Ficava na parede fronteiriça à porta, de maneira que, quem entrasse, não via imediatamente.

Ela viu, admirou e não conseguiu mais tirar os olhos. Comprou e levou para casa.

Alguns meses se passaram em muitas tentativas de achar o lugar ideal para pendurá-lo. Cada parede que experimentava, sentia que não era ali, parecia faltar alguma coisa. Em poucos dias ele se entortava ou amanhecia de cabeça para baixo muitas vezes a assinatura indecifrável mudava de lugar; não era loucura, ela media e comprovava. Um mistério.

Voltou à galeria, queria saber mais, qual a história daquele quadro? Quem era o artista?

 

- Não sabemos nada dele, quando compramos o negócio, já o encontramos na parede pendurado, ninguém sabe o nome do pintor - responderam.

Foi num dos quartos desocupados da casa que acabou sendo pendurado; quando aproximou o quadro da parede, a impressão que teve foi de um puxão para um encaixe perfeito. Ali ficou.

Para aquele quarto ela acabou transferindo seus afazeres, mudando seu cotidiano.

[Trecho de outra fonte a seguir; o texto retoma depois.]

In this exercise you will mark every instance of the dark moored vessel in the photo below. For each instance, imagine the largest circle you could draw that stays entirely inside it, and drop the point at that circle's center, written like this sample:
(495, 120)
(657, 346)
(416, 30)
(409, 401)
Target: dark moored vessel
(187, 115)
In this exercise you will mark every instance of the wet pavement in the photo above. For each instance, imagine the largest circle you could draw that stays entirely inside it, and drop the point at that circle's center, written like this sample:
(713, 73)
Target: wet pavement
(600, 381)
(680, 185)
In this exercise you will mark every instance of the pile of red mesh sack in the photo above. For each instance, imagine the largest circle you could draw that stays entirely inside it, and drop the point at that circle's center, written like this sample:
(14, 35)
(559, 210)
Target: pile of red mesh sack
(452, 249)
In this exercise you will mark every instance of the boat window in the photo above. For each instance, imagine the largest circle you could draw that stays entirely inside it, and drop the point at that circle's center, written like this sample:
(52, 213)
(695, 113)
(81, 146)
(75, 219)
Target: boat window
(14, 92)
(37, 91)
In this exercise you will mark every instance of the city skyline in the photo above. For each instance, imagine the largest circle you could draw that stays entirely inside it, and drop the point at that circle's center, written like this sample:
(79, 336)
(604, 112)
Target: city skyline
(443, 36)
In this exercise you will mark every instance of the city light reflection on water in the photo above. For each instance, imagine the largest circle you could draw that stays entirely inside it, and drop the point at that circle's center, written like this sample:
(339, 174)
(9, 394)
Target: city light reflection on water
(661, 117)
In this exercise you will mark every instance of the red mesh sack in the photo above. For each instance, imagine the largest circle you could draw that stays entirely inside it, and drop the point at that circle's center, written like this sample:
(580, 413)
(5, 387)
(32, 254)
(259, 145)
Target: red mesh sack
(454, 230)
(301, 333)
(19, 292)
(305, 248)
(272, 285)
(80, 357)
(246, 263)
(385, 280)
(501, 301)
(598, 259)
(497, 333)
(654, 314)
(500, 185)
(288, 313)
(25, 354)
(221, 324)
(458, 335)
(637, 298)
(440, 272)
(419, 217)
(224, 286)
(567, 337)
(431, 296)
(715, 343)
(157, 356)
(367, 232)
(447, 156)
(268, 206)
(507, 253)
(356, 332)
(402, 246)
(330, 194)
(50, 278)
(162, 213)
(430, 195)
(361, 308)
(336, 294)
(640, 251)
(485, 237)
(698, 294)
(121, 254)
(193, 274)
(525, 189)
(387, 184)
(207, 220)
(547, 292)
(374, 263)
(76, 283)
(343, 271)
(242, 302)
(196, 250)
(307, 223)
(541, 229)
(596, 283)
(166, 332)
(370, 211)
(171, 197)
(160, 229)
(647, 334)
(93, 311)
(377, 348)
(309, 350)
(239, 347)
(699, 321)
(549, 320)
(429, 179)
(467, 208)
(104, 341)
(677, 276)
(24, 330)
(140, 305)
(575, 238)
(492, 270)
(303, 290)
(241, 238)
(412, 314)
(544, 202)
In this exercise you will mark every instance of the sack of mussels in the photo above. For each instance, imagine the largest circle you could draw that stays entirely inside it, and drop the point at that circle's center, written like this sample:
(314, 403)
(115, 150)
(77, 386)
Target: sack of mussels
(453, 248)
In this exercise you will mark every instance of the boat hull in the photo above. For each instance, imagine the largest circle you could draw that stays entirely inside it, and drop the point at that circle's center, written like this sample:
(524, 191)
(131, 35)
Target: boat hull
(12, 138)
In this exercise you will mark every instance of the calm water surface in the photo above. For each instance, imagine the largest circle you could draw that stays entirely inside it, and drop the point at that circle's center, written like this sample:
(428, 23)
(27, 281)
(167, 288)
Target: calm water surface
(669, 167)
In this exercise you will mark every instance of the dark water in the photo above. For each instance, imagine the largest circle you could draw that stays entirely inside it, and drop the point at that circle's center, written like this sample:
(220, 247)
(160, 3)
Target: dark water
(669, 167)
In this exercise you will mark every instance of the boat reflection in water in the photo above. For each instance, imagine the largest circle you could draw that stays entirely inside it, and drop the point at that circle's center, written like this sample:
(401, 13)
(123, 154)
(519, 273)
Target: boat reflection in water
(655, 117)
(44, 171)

Passava horas olhando a pintura.

Todos os dias aqueles tons alteravam a paisagem retratada, detalhes desapareciam ou iam se trocando, se rearranjando na textura, nas camadas de cores e sombreados.

Cada dia ela se trancava mais até que resolveu não sair mais dali.

Quando deram por sua falta e, ao arrombarem a porta, não a encontraram. Sentiram apenas um cheiro de orvalho recendendo e duas mãos saindo da paisagem cor da terra.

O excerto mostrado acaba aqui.